Effect of a new benzodiazepine derivate, clobazam, in anxious patients with gastrointestinal disorders

Abstract

Thirty-four anxious patients with gastrointestinal disorders were studied in order to evaluate the effectiveness of a new 1,5-benzodiazepine antianxiety agent (HR 376). The disorders were classified as organic or functional according to the presence or absence of radiologic signs of ulcer.
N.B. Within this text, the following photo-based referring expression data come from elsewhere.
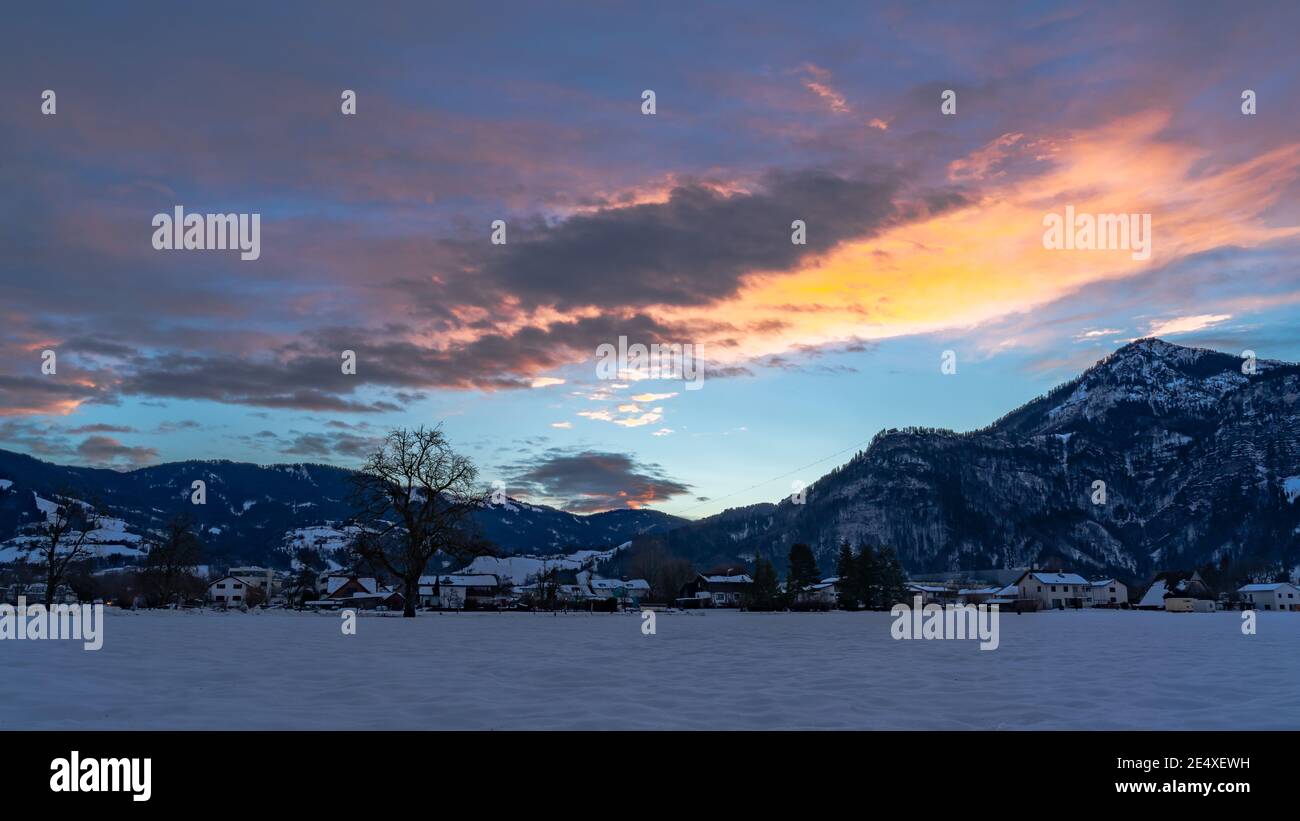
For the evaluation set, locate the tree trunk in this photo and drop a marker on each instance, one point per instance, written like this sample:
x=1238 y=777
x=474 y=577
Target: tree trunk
x=412 y=595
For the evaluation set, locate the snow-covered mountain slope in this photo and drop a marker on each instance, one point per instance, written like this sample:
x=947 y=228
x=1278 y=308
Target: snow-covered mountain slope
x=264 y=513
x=1197 y=457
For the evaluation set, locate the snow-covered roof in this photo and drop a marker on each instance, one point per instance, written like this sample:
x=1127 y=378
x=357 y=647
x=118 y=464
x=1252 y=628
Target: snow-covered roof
x=1060 y=578
x=1155 y=595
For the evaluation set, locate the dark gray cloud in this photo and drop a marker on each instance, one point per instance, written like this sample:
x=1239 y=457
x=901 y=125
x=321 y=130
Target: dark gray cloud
x=590 y=481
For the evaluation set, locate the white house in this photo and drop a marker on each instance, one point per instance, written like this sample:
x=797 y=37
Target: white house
x=228 y=591
x=1277 y=596
x=1108 y=593
x=627 y=591
x=1053 y=590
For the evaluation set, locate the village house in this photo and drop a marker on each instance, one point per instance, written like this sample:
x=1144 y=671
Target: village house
x=264 y=578
x=1108 y=593
x=1178 y=593
x=345 y=585
x=628 y=593
x=822 y=595
x=1053 y=590
x=715 y=590
x=455 y=591
x=931 y=594
x=978 y=595
x=1273 y=596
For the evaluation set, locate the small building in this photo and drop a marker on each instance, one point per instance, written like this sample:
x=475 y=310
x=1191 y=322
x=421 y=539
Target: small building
x=342 y=586
x=1179 y=593
x=931 y=594
x=978 y=595
x=1187 y=604
x=1108 y=593
x=715 y=590
x=628 y=593
x=1274 y=596
x=456 y=591
x=1053 y=590
x=824 y=594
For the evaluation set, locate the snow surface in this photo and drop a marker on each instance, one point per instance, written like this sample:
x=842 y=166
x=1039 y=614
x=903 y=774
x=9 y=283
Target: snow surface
x=1099 y=669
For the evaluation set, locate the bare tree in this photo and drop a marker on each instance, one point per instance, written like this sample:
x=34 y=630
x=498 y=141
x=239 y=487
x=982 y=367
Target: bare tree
x=61 y=538
x=414 y=499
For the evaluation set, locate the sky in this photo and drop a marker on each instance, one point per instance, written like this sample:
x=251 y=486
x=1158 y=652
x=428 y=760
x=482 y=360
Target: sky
x=924 y=231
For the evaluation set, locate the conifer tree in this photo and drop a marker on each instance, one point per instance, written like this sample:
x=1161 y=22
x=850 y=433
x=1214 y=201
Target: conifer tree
x=893 y=578
x=846 y=568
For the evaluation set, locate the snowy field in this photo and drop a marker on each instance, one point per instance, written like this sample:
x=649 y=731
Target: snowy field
x=701 y=670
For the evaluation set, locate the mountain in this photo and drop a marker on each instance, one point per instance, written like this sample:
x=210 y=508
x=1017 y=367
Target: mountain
x=1200 y=464
x=260 y=515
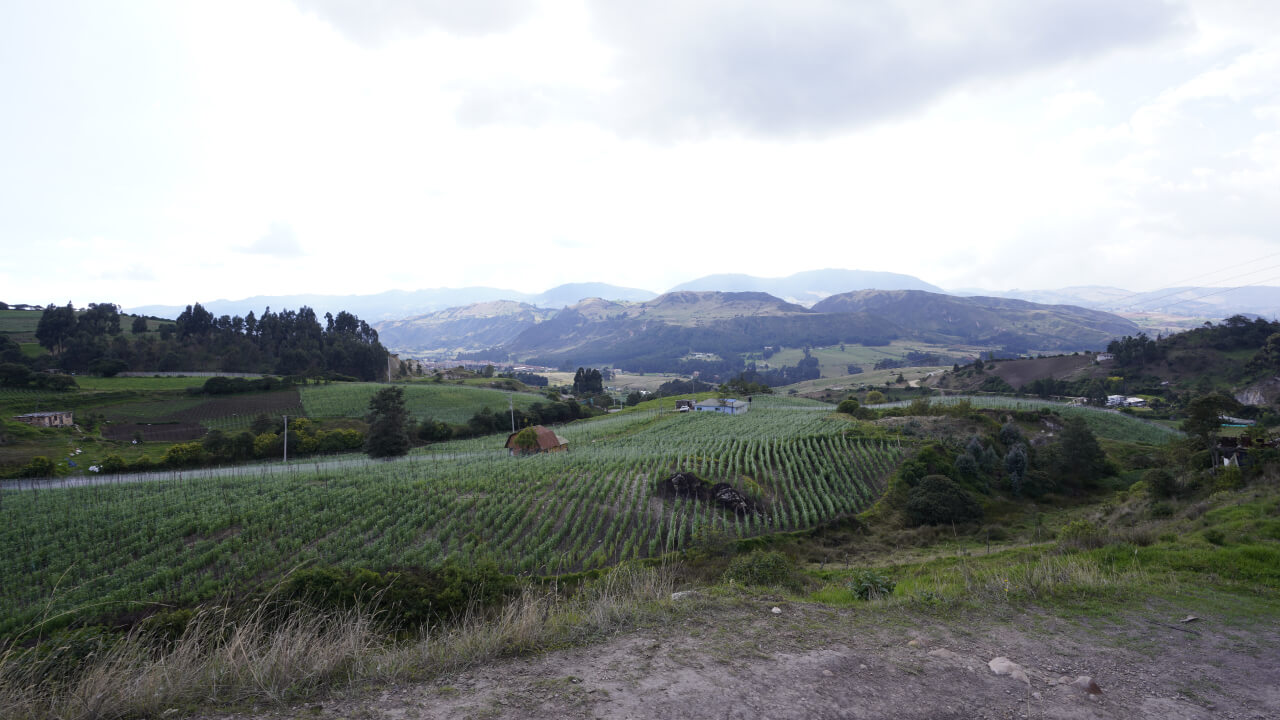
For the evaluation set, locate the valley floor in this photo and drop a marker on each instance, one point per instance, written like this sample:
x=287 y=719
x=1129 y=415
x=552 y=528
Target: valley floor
x=735 y=657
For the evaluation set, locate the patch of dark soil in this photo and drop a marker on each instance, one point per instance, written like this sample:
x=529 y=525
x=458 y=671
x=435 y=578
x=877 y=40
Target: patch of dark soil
x=807 y=661
x=690 y=486
x=154 y=432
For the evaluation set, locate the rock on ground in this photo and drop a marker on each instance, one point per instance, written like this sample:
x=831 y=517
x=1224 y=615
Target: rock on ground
x=817 y=662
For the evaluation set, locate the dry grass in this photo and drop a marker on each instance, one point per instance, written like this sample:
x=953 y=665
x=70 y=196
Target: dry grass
x=222 y=660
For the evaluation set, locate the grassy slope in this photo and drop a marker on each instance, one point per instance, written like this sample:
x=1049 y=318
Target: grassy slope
x=188 y=541
x=442 y=401
x=835 y=361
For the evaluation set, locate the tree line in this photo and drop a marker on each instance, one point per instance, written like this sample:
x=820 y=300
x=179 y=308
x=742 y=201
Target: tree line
x=287 y=342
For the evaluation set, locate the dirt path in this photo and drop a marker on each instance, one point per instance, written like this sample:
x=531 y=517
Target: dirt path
x=810 y=661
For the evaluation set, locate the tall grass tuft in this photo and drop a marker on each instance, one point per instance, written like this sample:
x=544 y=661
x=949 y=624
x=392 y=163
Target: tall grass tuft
x=272 y=657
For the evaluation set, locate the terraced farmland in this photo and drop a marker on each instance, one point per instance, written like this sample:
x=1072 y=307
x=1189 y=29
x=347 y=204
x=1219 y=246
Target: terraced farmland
x=108 y=548
x=1105 y=423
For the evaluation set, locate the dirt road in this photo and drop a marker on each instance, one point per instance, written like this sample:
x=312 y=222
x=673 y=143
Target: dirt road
x=812 y=662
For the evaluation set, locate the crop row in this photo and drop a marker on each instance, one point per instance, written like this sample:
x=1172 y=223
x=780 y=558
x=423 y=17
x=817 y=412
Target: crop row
x=112 y=547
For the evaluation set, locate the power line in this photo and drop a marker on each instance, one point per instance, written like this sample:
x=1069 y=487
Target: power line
x=1224 y=290
x=1159 y=297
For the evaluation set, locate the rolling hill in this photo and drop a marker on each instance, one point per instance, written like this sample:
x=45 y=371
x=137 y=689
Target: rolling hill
x=810 y=286
x=467 y=328
x=663 y=333
x=1015 y=326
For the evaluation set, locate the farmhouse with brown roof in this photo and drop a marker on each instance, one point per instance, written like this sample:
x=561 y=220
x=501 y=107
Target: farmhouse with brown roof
x=53 y=419
x=545 y=441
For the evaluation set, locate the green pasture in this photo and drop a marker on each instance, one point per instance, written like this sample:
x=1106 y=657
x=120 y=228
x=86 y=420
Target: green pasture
x=19 y=320
x=92 y=382
x=96 y=552
x=1105 y=423
x=442 y=401
x=835 y=361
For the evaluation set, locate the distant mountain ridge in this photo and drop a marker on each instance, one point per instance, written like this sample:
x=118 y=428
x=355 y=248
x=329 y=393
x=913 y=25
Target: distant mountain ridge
x=662 y=333
x=810 y=286
x=804 y=288
x=401 y=304
x=1015 y=324
x=1216 y=302
x=462 y=329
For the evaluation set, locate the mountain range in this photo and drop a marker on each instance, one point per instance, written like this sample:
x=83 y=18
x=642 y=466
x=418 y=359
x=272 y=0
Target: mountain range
x=664 y=333
x=804 y=288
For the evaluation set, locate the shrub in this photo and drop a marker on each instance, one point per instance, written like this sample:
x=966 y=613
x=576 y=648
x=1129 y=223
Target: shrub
x=1160 y=482
x=113 y=464
x=1080 y=534
x=184 y=455
x=937 y=500
x=39 y=466
x=410 y=598
x=871 y=584
x=849 y=406
x=760 y=568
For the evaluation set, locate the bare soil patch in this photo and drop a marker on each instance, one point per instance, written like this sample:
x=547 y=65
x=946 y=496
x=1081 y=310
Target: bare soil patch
x=813 y=661
x=182 y=422
x=1061 y=368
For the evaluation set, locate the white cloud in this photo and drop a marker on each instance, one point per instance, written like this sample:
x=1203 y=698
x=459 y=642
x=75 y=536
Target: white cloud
x=279 y=241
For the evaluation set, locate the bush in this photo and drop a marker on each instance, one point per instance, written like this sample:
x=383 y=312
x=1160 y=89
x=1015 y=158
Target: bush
x=1080 y=534
x=1161 y=483
x=410 y=598
x=39 y=466
x=760 y=568
x=184 y=455
x=938 y=500
x=113 y=464
x=849 y=406
x=871 y=584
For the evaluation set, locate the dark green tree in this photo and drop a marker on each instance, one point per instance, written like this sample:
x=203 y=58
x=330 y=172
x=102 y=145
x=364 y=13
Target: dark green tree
x=56 y=324
x=1205 y=417
x=388 y=424
x=938 y=500
x=1015 y=466
x=1080 y=459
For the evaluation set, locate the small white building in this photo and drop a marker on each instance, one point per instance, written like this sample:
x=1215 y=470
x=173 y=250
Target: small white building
x=726 y=406
x=1121 y=401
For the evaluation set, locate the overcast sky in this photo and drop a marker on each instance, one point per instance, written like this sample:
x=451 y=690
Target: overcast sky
x=169 y=153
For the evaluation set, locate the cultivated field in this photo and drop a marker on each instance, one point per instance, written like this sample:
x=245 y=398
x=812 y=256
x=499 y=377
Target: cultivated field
x=442 y=401
x=1110 y=424
x=104 y=550
x=835 y=361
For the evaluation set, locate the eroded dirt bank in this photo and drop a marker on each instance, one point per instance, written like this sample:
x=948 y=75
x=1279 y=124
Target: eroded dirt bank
x=810 y=661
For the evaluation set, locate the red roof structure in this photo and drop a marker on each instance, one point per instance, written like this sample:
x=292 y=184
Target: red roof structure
x=547 y=441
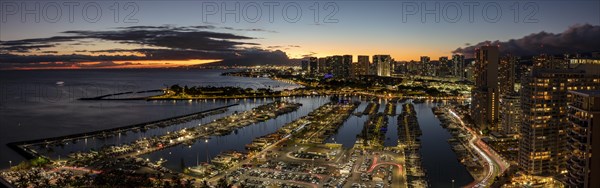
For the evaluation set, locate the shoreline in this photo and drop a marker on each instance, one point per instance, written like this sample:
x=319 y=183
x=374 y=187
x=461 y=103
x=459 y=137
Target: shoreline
x=21 y=149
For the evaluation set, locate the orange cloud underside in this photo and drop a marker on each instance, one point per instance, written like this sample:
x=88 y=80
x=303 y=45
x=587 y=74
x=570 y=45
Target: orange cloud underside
x=116 y=64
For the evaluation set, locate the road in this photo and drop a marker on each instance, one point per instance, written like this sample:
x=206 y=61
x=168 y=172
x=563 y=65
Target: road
x=495 y=164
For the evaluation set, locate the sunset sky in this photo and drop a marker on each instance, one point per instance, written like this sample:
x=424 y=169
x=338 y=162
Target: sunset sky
x=173 y=33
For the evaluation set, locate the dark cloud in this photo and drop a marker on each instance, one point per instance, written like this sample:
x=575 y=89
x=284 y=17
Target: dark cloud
x=576 y=39
x=255 y=57
x=310 y=54
x=157 y=43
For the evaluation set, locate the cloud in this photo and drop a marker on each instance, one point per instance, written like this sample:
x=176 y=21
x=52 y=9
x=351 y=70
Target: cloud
x=255 y=57
x=155 y=43
x=576 y=39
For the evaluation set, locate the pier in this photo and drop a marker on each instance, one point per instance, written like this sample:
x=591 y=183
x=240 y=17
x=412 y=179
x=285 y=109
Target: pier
x=23 y=150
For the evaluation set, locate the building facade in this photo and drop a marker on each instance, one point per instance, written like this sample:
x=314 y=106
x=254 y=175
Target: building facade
x=544 y=102
x=383 y=64
x=485 y=95
x=584 y=122
x=510 y=113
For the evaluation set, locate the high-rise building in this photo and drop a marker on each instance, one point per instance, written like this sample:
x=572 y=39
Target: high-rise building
x=346 y=65
x=484 y=103
x=507 y=74
x=510 y=113
x=313 y=65
x=304 y=65
x=363 y=65
x=544 y=102
x=584 y=123
x=337 y=66
x=458 y=62
x=426 y=66
x=383 y=64
x=322 y=65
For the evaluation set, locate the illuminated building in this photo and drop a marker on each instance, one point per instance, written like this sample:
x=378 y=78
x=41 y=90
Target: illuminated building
x=304 y=65
x=507 y=74
x=313 y=65
x=544 y=100
x=484 y=103
x=584 y=120
x=383 y=64
x=362 y=67
x=458 y=62
x=510 y=113
x=322 y=64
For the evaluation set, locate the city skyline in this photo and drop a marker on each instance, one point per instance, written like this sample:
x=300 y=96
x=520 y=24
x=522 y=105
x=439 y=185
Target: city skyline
x=409 y=33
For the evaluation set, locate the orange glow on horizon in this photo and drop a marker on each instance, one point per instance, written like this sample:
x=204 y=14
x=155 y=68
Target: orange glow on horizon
x=116 y=64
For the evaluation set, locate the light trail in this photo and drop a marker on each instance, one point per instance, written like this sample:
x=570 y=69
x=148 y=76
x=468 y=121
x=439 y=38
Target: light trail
x=491 y=164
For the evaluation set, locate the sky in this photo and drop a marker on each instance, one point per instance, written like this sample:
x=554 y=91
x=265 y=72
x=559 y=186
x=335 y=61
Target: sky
x=156 y=33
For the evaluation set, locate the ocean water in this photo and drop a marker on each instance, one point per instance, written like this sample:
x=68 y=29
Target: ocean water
x=33 y=105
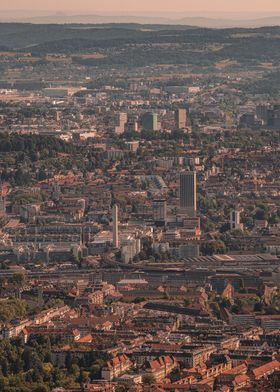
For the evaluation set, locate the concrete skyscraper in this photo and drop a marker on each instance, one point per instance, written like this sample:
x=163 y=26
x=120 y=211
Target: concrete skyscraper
x=180 y=118
x=188 y=192
x=150 y=121
x=116 y=226
x=160 y=211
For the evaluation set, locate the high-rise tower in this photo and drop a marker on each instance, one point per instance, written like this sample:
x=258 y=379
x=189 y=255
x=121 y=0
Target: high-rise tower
x=188 y=192
x=116 y=226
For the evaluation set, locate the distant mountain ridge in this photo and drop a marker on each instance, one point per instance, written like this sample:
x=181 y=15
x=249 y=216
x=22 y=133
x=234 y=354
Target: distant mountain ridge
x=186 y=21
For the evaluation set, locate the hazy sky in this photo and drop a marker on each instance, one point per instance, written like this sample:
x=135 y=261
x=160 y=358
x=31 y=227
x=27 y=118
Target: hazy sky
x=136 y=6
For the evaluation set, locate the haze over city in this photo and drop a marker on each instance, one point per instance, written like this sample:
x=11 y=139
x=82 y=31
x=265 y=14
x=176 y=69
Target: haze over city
x=214 y=7
x=139 y=196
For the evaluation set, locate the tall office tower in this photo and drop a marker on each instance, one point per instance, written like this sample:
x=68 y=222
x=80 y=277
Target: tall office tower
x=2 y=205
x=235 y=220
x=2 y=200
x=116 y=226
x=121 y=122
x=181 y=118
x=160 y=212
x=188 y=192
x=150 y=121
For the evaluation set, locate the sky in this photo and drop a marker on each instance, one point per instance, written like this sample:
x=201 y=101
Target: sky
x=145 y=6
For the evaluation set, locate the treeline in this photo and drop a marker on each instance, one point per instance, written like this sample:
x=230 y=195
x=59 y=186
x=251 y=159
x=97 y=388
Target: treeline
x=34 y=144
x=28 y=368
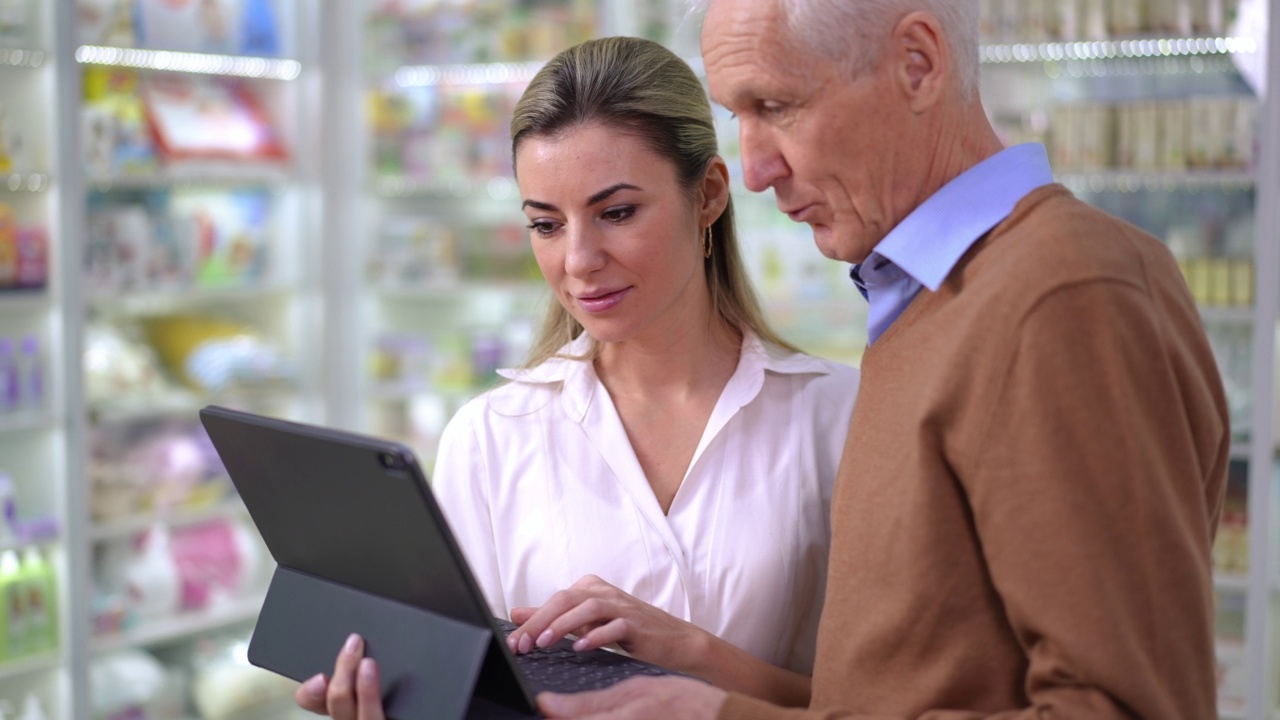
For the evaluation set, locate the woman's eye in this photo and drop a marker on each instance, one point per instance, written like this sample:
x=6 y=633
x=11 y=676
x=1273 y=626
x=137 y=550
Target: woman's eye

Dietetic measures, gastric antacids, anticholinergic agents, and antianxiety treatment were applied for six weeks. Anxiolytic treatment consisted of 30 mg/day clobazam (HR 376) or 15 mg/day diazepam, given in a randomized, double-blind manner. Clinical follow-up was performed with the PEN Personality Inventory (PEN), Taylor Manifest Anxiety Scale (TMAS), Hamilton Anxiety Scale (HAS), and Wittenborn Psychiatric Rating Scales (WPRS). The score of the psychoticism dimension of the PEN inventory was significantly higher in organic than in functional patients. Significant differences occurred in the reduction of the rating scores of HAS and WPRS before/after treatment in the clobazam and diazepam groups. This would express a modification of state anxiety. The TMAS, which evaluates trait anxiety, disclosed statistically significant improvement in the clobazam group. This group showed an early reduction of the HAS and TMAS scores, which would suggest an early onset of action.